L’uranio e il Giappone post-Fukushima

Gli effetti del terremoto e dell’incidente di Fukushima e si sono fatti sentire sulla politica energetica giapponese e sul mercato dell’uranio.

Il prezzo spot dell’uranio è a 112,77 dollari al chilogrammo, abbastanza stabile rispetto alle scorse settimane.

Il Giappone è in fase di approvazione il riavvio delle unità 3 e 4 dello stabilimento nucleare di Kansai Electric Ohi. Ecco perché, un certo ottimismo ha pervaso il settore, senza però trascinare i prezzi su livelli più elevati.

Si prevede che l’unità 3 riprenderà ad essere operativa dal 4 luglio, raggiungendo la piena produzione di energia nucleare entro l’8 luglio.

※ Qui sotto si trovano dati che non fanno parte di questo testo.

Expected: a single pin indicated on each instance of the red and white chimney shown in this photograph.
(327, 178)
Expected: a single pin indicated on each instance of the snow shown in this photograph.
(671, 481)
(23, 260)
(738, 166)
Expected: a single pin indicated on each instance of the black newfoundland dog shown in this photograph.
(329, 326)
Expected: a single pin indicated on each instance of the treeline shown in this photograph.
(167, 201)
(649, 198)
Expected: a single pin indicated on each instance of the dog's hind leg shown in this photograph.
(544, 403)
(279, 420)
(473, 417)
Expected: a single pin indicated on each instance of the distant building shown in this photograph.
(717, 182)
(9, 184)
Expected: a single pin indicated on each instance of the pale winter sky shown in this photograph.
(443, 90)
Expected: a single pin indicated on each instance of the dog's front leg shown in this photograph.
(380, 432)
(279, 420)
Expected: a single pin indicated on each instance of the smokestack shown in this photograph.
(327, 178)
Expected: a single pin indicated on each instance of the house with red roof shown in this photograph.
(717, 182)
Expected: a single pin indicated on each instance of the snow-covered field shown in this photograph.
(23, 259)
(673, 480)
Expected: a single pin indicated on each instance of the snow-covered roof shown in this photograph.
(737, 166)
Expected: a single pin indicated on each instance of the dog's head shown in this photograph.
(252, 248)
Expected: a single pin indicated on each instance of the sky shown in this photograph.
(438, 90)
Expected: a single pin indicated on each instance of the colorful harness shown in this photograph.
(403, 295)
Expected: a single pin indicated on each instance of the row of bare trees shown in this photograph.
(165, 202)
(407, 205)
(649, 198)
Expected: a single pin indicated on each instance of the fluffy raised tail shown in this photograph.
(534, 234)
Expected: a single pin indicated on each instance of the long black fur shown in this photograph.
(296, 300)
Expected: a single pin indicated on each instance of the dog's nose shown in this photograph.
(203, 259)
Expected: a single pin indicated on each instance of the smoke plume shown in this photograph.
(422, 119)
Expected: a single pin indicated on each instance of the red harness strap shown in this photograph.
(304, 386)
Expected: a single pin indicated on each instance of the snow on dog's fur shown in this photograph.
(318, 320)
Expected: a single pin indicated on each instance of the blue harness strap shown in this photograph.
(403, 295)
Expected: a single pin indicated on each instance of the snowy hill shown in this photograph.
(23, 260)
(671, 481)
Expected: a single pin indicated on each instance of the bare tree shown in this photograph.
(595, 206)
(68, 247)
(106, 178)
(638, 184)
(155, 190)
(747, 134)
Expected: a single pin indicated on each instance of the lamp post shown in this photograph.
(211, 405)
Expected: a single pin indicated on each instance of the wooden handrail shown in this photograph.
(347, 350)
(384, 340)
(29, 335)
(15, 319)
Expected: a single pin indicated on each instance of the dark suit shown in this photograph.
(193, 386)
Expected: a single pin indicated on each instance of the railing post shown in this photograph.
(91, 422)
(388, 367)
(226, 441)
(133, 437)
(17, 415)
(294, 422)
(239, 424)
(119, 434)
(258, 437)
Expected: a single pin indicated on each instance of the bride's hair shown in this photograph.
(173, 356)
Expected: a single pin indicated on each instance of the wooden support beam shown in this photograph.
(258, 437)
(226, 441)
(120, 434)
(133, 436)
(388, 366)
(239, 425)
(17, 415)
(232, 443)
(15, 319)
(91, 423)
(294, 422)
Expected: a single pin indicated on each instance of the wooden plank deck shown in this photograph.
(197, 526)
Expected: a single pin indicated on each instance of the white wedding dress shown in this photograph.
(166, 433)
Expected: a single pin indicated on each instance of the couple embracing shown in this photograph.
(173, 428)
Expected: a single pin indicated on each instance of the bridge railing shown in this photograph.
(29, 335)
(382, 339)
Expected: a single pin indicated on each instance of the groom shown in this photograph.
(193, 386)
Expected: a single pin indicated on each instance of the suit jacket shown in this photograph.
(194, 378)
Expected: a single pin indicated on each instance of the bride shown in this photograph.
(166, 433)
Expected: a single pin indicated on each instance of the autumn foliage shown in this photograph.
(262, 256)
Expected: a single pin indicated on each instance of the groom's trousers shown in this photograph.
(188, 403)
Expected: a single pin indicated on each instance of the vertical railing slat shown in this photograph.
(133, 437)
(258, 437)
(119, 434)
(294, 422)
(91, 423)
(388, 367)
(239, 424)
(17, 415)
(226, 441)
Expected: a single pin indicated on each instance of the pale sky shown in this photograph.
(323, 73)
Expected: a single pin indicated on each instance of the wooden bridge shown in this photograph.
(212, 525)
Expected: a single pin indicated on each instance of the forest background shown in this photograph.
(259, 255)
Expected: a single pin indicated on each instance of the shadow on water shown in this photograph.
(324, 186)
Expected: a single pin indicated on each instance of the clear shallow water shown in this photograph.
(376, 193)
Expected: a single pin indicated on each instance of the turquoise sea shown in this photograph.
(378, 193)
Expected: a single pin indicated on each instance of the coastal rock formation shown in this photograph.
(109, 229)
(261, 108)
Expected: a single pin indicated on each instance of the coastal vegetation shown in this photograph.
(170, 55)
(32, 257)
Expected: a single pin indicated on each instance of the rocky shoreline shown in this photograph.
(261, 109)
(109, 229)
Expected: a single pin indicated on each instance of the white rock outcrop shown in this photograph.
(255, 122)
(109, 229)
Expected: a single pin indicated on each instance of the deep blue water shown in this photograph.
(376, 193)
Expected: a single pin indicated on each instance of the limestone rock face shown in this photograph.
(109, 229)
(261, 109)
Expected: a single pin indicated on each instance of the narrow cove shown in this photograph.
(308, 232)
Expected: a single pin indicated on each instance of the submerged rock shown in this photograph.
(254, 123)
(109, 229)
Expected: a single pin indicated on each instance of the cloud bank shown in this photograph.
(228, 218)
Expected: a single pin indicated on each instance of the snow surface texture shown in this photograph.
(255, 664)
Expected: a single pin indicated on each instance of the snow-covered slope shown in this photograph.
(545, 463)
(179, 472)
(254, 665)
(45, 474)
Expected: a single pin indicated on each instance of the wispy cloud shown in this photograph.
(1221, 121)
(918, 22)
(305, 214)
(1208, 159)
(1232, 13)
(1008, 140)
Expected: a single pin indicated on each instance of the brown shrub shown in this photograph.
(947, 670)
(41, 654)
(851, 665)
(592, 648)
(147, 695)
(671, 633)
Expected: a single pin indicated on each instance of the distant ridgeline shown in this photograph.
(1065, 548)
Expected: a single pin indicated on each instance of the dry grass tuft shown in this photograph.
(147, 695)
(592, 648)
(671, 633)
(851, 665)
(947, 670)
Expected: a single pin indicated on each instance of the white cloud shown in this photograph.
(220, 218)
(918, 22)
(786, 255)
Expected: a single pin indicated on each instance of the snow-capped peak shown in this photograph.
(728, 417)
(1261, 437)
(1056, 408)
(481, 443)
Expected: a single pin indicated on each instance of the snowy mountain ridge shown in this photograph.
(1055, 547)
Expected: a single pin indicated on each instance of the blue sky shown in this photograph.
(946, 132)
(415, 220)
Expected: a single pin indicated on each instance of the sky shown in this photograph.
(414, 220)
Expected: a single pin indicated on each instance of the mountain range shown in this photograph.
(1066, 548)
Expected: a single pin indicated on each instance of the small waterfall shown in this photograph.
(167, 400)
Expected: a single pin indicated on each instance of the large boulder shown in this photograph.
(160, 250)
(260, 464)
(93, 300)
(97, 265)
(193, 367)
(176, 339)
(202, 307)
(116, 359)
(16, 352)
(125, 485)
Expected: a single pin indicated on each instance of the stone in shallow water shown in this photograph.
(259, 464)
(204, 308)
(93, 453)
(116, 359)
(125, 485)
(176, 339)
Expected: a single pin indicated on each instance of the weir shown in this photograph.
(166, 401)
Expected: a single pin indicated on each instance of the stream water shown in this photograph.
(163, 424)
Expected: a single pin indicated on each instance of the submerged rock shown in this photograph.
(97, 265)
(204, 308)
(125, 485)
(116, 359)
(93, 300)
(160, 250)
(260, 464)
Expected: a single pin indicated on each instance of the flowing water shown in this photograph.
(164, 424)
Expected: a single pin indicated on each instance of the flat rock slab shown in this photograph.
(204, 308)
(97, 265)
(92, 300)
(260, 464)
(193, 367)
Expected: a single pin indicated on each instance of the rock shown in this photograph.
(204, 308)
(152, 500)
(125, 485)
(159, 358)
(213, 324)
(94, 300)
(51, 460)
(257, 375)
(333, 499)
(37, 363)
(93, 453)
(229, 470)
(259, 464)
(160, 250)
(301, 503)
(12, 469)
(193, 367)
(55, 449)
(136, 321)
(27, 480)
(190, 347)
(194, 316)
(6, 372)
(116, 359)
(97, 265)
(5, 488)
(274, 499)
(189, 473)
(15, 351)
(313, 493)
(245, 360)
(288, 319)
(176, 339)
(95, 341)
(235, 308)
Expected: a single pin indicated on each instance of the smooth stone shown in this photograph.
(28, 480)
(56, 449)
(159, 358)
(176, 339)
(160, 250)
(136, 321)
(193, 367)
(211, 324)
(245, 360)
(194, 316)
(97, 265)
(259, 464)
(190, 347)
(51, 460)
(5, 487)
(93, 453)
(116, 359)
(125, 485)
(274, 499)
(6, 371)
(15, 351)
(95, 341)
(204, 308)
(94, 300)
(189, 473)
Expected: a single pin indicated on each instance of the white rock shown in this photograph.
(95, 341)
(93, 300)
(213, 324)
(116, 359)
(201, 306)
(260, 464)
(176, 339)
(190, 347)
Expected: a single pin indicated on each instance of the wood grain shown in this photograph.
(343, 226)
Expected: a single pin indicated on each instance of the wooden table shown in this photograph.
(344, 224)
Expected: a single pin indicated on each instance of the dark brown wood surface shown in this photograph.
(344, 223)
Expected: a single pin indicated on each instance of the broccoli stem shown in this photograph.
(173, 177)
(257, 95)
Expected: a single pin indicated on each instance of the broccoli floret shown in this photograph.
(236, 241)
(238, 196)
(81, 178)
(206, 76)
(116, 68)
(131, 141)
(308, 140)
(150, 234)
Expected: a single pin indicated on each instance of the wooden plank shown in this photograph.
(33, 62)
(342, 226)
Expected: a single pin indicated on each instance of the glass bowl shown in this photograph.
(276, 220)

Inoltre, l’unità 4 seguirà a partire del 20 luglio.

40 miliardi di dollari all’anno per importare combustibili fossili

In una recente dichiarazione, Takashi Imai, presidente della Japan Atomic Industrial Forum, ha detto che il paese dovrà affrontare una carenza di energia elettrica di circa il 10% nel corso dell’estate. Le importazioni di combustibili fossili per compensare questo deficit, costeranno circa 40 miliardi di dollari all’anno. Di conseguenza, l’impatto ambientale per l’aumento delle emissioni di carbonio porterà i livelli del 14% al di sopra di quanto accordato con il protocollo di Kyoto.

Le principali aziende attive nel settore minerario dell’uranio, come la Cameco, la Paladin Energy e la Denison Mines, stanno adottando strategie diverse per affrontare il potenziale aumento dei costi ambientali e dei ritardi normativi in materia di sicurezza, a seguito dell’incidente di Fukushima. Alcune aziende, sono alla ricerca di partnership e join-venture, altre sono in attesa di sviluppi positivi nelle dinamiche dei prezzi. Per tutte, comunque, il comune denominatore è quello di abbassare i costi e mitigare i rischi prima di iniziare nuovi programmi di sviluppo.

Molti analisti si aspettano che i prezzi dell’uranio possano migliorare entro la fine del 2013, a causa di un deficit del materiale, dato che molti progetti estrattivi e di esplorazione sono stati interrotti o rimandati per i costi troppo alti.